Beet peel margaritas


  • Kosher salt
  • 1 ounce Cointreau or other orange-flavored liqueur
  • 2 limes, halved and juiced (don’t discard the spent limes)
  • 3 ounces Beet Peel Tequila (page 150)
  • 4 teaspoons simple syrup (see box)
  • Additional lime slices, for garnish (optional)

One of my favorite restaurants in my hometown of Grand Rapids, Michigan, has a beet margarita on their menu, made with pickled beet juice. Since I don’t get there as often as I’d like, I had to find a way to re-create it at home. I first played around with a freshly juiced version, but then I found that using beet peel–infused tequila (page 150) was an even better way of imparting the earthy beet flavor to the drink without watering it down. Your eagle eyes may pick up that I call for 4 teaspoons of simple syrup here instead of 1 tablespoon plus 1 teaspoon. Listing the ingredients in this way means you just have to be able to count to 4 (1 for Cointreau, 2 for lime juice, 3 for tequila . . .) and you’re well on your way to a delicious margarita! Makes 2 cocktails (sharing is optional).

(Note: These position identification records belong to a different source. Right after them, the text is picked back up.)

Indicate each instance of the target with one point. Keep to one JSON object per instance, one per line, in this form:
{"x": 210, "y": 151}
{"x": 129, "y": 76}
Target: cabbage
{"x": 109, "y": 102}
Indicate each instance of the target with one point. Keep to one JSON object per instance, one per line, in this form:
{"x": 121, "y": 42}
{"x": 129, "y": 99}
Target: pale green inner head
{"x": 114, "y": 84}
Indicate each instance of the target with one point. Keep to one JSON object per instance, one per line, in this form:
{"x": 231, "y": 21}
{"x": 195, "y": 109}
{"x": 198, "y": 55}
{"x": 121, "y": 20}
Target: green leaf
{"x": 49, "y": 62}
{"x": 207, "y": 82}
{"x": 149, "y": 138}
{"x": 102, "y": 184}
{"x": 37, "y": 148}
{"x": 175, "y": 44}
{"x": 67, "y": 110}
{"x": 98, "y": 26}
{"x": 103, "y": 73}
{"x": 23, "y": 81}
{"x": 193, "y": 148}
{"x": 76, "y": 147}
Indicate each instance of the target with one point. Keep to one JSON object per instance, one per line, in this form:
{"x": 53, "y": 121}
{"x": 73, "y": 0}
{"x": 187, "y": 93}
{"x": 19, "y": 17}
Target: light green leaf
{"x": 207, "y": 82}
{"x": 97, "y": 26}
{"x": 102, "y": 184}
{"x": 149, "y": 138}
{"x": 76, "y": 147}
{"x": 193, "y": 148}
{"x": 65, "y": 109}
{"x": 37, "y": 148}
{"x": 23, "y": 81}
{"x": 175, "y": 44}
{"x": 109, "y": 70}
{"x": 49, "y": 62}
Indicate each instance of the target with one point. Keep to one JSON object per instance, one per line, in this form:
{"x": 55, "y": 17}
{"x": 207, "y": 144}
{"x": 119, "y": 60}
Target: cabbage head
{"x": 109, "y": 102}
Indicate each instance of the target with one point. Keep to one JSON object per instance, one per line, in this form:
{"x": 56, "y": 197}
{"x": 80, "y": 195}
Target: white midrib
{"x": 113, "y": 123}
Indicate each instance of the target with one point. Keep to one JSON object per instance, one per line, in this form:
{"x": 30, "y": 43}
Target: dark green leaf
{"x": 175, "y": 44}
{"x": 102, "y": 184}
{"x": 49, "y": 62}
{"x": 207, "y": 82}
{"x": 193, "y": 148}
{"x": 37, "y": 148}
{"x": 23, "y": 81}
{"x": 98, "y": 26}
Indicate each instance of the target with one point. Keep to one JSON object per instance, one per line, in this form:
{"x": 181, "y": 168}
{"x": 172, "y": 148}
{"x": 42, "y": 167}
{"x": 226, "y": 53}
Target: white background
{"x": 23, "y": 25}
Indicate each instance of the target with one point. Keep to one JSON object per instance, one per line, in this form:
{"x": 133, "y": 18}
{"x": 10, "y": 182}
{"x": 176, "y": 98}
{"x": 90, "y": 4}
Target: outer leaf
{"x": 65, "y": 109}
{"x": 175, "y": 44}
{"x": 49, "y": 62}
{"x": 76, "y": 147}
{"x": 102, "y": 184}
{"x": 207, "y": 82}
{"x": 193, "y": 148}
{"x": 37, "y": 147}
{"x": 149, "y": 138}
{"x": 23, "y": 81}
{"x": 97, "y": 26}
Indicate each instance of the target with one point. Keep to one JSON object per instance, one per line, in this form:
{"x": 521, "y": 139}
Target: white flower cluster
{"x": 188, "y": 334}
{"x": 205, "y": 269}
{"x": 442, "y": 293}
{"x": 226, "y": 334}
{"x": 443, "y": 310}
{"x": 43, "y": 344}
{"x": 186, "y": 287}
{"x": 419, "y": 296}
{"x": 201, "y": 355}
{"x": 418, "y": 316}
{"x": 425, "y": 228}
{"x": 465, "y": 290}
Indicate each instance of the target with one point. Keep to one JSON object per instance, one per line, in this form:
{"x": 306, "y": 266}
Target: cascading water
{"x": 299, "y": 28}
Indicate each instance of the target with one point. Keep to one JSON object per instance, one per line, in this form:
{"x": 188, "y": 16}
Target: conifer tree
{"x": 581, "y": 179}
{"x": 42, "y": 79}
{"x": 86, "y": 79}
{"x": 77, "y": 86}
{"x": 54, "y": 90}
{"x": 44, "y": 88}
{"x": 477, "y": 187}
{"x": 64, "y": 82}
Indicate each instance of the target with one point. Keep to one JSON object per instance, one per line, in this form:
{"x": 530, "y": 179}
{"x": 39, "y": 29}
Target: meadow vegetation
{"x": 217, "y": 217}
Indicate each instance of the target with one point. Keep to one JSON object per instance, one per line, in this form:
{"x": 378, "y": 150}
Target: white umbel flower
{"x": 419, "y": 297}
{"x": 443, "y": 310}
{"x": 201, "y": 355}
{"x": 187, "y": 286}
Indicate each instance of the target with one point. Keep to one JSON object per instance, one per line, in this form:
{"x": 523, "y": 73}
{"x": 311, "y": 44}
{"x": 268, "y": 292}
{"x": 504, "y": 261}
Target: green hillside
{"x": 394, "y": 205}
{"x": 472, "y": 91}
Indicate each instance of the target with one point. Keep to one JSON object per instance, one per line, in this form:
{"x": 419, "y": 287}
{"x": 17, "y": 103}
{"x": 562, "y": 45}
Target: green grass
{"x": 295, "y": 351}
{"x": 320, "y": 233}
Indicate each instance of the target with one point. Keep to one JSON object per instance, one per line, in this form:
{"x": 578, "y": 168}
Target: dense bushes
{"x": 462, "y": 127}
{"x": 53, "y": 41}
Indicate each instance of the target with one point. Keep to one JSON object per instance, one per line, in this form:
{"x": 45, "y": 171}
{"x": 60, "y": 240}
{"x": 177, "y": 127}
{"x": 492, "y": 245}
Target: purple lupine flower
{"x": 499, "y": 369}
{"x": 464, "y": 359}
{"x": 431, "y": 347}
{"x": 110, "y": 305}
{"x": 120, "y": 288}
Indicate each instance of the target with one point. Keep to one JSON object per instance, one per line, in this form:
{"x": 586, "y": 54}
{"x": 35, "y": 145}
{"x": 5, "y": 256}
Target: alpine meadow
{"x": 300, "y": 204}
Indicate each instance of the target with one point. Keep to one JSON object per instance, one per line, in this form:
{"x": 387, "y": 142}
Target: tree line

  1. Pour some kosher salt into a small, shallow dish.
  2. Add the Cointreau, lime juice, tequila, and simple syrup to a shaker filled with ice.
  3. Run the spent lime halves around the rims of two glasses (or one, no judgment), dip the glasses in the salt, and then fill the glasses with ice.
  4. Shake the cocktail until chilled and then strain into the glasses. Garnish with a slice of lime, if desired.